Shortly after our son’s memorial I went and got my hair done. I don’t exactly remember the date, it could have been the week of or the week after, it was definitely a Thursday. My hairdresser is my very close friend and told me she had all day to do whatever I wanted; I decided to get a bob haircut and blonde balayage.
When I look back, I can recall feeling disconnected from the activity. She did most of the talking and I hate to even admit that there were moments I wasn’t actively listening but appreciated her for talking anyway. I don’t think I said much the entire time.
As I sat in the chair mute, and barely there, a part of the (one sided) conversation caught my attention.
She was telling me all the things her and her husband did for their anniversary. Every year they celebrated their anniversary by doing something lavish.
This year they had made a whole day of it. She told me about their lunch and the first escape room. She told me that they went home for a little bit before they went to dinner and to another escape room. She gave me all the details of the escape rooms and the meals.
As she was telling me these things, I thought to myself this was a lot to do in one day.
For not saying much while I was there, I do remember engaging in this conversation: “You guys did a lot. When did you guys do all of this?”. I think I even asked if her husband took a Monday off since my friend has every Monday off or maybe I just thought this in my head.
Her response: “Saturday”.
Clear as day I remember saying with forced enthusiasm “Oh nice!
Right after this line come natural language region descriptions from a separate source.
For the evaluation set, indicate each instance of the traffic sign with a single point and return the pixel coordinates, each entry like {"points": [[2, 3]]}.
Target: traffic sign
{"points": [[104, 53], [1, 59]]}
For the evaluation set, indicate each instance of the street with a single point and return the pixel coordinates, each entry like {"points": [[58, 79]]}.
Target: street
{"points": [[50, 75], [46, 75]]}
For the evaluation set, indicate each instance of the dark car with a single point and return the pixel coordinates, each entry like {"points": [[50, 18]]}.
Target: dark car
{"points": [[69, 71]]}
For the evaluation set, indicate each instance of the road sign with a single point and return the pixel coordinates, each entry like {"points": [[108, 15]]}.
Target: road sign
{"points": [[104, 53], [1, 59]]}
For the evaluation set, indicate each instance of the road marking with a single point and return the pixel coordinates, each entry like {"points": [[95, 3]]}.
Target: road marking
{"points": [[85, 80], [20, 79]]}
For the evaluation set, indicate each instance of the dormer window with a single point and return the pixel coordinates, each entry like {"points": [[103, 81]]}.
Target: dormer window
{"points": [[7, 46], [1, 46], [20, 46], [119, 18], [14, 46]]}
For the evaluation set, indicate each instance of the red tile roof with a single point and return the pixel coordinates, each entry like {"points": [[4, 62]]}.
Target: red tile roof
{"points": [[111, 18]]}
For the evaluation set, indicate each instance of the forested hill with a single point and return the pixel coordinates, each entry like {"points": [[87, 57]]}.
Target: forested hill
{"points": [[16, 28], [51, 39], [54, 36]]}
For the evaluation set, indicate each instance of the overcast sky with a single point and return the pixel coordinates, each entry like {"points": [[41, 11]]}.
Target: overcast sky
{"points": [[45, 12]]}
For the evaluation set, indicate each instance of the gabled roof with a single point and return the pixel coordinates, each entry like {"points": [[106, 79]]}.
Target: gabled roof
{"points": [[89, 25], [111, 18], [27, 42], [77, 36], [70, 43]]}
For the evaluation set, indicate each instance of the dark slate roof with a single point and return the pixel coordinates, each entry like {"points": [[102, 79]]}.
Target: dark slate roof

You had a Saturday off!”
As she was starting to put my hair in those little twists, the way hairdressers do, to start cutting it, I could feel she was hesitant to say what she said next….
“Yea, the 8th”
Punch to the gut! If I didn’t already look pale and sickly, I would have after hearing this.
She did these things on the day all the women I cared about were supposed to get together to celebrate the upcoming birth of our baby boy, except we didn’t get to have this celebration.
Instead on the 8th of February, I held my incredible son one last time as he passed away in my arms.
Instead of coming out to my baby shower, all these wonderful women woke up to a text message that said something to the effect: ‘Albert and Mallory said their final good byes to their son, Theodore Edward at 3:30 this morning.’ Instead of celebrating, I was at home in bed where I slept for hours and hours.
Those first few weeks after, actually first few months after, it was painful to think about how others could go on with their lives so effortlessly. It didn’t seem fair. It didn’t and honestly at times still doesn’t feel right to go on without our son.
I think about this conversation a lot. It stands out to me so much because this is the day I learned the cold truth… the world kept spinning.